Pupils are writing in their copybooks

The Supreme Court has unanimously raised education standards for students with disabilities around the United States. The 8-0 decision further specified teaching requirements, stating that a child’s “educational program must be appropriately ambitious in light of his circumstances” and “every child should have the chance to meet challenging objectives” whether they are learning in or out of regular education classrooms, The Washington Post reports.

The case began in a lower court, when parents of a child with autism and attention deficit disorder argued that the Colorado Department of Education should pay their son’s private school tuition, because the public school education was allegedly inadequate, The Atlantic reports. The courts ruled in favor of the school district, citing the Individuals with Disabilities Act (IDEA). The act ensures that children with special needs have “free appropriate public education.” When the case headed to the Supreme Court, the justices ruled in favor of the parents, further specifying IDEA.

A recent study showed that 96% of parents believe that proper instruction can make up for the limitations of a learning disability.

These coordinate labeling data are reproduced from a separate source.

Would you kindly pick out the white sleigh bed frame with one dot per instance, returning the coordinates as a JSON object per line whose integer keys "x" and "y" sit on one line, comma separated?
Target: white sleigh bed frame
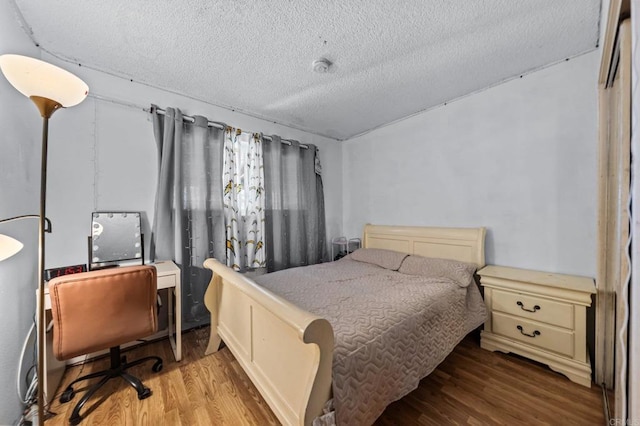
{"x": 286, "y": 351}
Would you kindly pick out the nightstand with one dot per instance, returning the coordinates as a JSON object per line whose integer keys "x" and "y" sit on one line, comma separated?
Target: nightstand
{"x": 539, "y": 315}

The Supreme Court seems to agree. The court’s ruling eliminates the possibility of a blanket IEP, or Individual Education Plan. The Atlantic reports that educators are now fully required to base an IEP off of individual strengths and weaknesses, fostering an opportunity for actual academic improvement.

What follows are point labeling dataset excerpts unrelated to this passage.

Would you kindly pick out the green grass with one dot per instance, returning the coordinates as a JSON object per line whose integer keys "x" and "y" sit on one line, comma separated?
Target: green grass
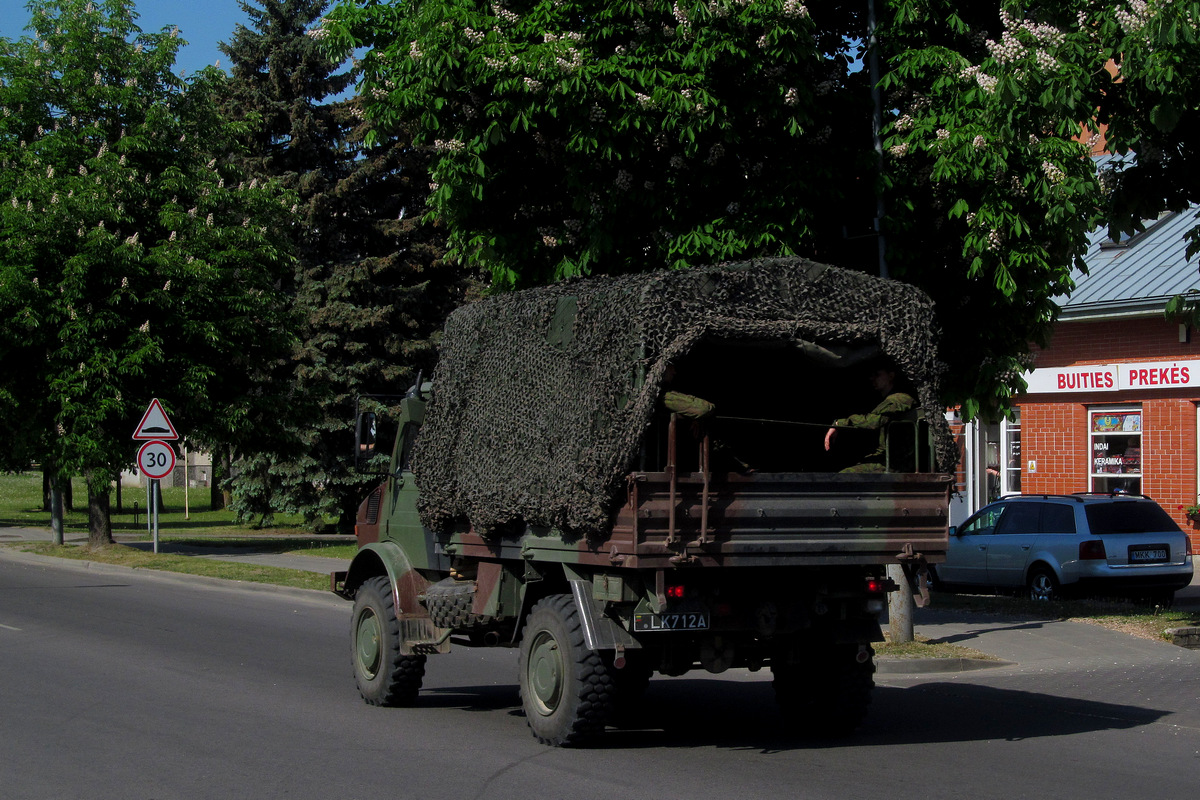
{"x": 21, "y": 505}
{"x": 922, "y": 648}
{"x": 138, "y": 559}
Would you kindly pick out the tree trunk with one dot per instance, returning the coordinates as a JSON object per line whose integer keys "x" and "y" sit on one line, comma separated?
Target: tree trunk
{"x": 57, "y": 510}
{"x": 100, "y": 524}
{"x": 900, "y": 607}
{"x": 216, "y": 497}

Chief Justice John Roberts signed the opinion of the case, which read, “It cannot be right that the IDEA generally contemplates grade-level advancement for children with disabilities who are fully integrated in the regular classroom, but is satisfied with barely more than de minimis progress for children who are not.”

In the United States, there are approximately 5.5 million students enrolled in private schools, according to the National Center for Education. This compares to the about 50.4 million students enrolled in public schools. Because of this ruling, students learning in both systems should have equal opportunity for advancement.

“The impact will be positive,” Lindsay Jones, a vice president of the National Center for Learning Disabilities said in a statement to The Atlantic. “The court clearly states that special-education children shouldn’t just be in the room. They must advance appropriately.”